Menurut Yusri kepada sejumlah media, awal mulanya tertarik arisan online setelah diminta istrinya Feni Sapitri pada Desember tahun lalu. Pasalnya, yang mengajak adalah kawan sekolah istrinya bernama Marissa melalui facebook.

Karena yakin dan berharap mendapatkan keuntungan sebesar 100 persen, akhirnya Yusri dan Feni tergiur dan menginvestasikan dana sebesar Rp2 juta pada Desember tahun lalu.

Seperti yang dijanjikan pelaku, Marisa dan Suaminya yang bernama Adi (25) memberikan keuntungan Rp4 juta pada awal tahun.

“Siapa yang tidak tergiur, kami percayalah. Selanjutnya kami tambah investasi lagi Rp4 juta pada bulan Februari, dengan harapan mendapatkan keuntungan Rp8 juta,” tutur Yusri, Jumat (9/3/2018).

Ternyata apa yang diharapkan jauh dari kenyataan. Keuntungan yang besar dari bisnis arisan online pada awal Maret 2018 ini macet.

Merasa curiga, akhirnya Yusri dan belasan korban lainnya mendatangi rumah pelaku di Perumahan Arta Uli 2, Kelurahan Palmerah, Jambi Selatan, Kota Jambi untuk menanyakan keuntungan dari investasi tersebut.

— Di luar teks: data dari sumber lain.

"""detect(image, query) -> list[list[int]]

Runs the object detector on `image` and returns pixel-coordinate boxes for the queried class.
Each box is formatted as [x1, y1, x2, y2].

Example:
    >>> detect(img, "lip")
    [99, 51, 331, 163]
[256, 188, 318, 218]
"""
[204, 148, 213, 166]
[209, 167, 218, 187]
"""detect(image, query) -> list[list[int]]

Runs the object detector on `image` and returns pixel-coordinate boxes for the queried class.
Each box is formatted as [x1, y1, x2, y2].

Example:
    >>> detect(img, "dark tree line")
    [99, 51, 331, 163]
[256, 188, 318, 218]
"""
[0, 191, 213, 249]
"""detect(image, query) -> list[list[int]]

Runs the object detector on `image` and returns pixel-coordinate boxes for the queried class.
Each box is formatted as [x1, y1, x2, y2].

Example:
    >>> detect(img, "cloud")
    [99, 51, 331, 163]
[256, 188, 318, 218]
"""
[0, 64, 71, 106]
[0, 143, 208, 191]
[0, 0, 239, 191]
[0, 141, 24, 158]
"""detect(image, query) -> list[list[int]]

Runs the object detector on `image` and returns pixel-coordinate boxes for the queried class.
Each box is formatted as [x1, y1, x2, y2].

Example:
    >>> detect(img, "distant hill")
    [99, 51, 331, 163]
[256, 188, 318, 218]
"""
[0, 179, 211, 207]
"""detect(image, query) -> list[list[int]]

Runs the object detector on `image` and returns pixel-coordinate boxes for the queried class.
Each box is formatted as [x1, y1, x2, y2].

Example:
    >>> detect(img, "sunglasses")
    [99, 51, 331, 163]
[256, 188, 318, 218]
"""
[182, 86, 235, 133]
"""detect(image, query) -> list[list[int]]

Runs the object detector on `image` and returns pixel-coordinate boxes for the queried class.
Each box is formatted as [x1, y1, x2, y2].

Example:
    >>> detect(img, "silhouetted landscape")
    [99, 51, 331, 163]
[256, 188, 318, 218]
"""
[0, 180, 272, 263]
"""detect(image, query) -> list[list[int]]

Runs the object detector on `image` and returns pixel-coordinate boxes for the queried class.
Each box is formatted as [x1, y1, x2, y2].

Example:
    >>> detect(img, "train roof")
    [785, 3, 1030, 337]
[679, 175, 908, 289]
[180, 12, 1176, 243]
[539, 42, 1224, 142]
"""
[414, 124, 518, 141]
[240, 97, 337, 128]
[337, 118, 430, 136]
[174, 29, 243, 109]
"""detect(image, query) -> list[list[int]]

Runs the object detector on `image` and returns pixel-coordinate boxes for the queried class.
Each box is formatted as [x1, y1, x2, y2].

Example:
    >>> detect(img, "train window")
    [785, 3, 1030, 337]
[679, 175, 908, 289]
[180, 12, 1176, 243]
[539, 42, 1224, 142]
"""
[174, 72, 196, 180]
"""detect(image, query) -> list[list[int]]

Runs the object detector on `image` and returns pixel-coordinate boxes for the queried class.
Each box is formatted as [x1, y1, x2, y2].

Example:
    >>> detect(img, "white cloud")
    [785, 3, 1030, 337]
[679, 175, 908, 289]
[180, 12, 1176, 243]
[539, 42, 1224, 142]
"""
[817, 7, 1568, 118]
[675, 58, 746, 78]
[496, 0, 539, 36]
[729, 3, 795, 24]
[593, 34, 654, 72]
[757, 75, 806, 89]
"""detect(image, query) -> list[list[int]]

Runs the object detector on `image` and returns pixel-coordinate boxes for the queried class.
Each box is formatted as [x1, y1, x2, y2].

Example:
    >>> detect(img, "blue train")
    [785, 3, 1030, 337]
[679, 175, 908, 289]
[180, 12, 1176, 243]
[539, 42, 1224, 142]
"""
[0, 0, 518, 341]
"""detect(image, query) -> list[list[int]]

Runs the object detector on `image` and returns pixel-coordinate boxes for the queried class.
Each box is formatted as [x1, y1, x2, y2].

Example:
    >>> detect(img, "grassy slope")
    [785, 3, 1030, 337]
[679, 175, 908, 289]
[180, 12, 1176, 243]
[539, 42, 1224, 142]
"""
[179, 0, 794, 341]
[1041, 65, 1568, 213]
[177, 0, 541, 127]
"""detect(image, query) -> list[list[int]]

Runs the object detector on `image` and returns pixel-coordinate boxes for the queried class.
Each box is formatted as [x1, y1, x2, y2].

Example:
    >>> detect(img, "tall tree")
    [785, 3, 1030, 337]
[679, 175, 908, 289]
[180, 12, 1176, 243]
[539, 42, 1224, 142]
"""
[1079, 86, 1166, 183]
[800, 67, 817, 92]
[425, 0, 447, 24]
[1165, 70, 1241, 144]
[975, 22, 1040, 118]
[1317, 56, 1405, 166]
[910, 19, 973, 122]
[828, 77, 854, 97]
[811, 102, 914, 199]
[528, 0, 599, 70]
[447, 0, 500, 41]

Namun, kedua suami istri tersebut tidak dapat memberikan keuntungan sesuai yang dijanjikan. Akhirnya, pada Kamis kemarin, kedua pelaku dibawa rame-rame ke Polresta Jambi.

Diakui Yusri, keluarganya ada lima orang yang ikut arisan tidak jelas tersebut. “Bila ditotal kerugian dari investasi tersebut, keseluruhannya mencapai Rp150 juta. Saya dan istri rugi Rp24 juta,” tuturnya.

Yusri berharap, kedua pelaku dihukum berat atas perbuatannya. “Saya juga mengimbau agar korban lain bisa melaporkan pihak kepolisian,” imbuhnya.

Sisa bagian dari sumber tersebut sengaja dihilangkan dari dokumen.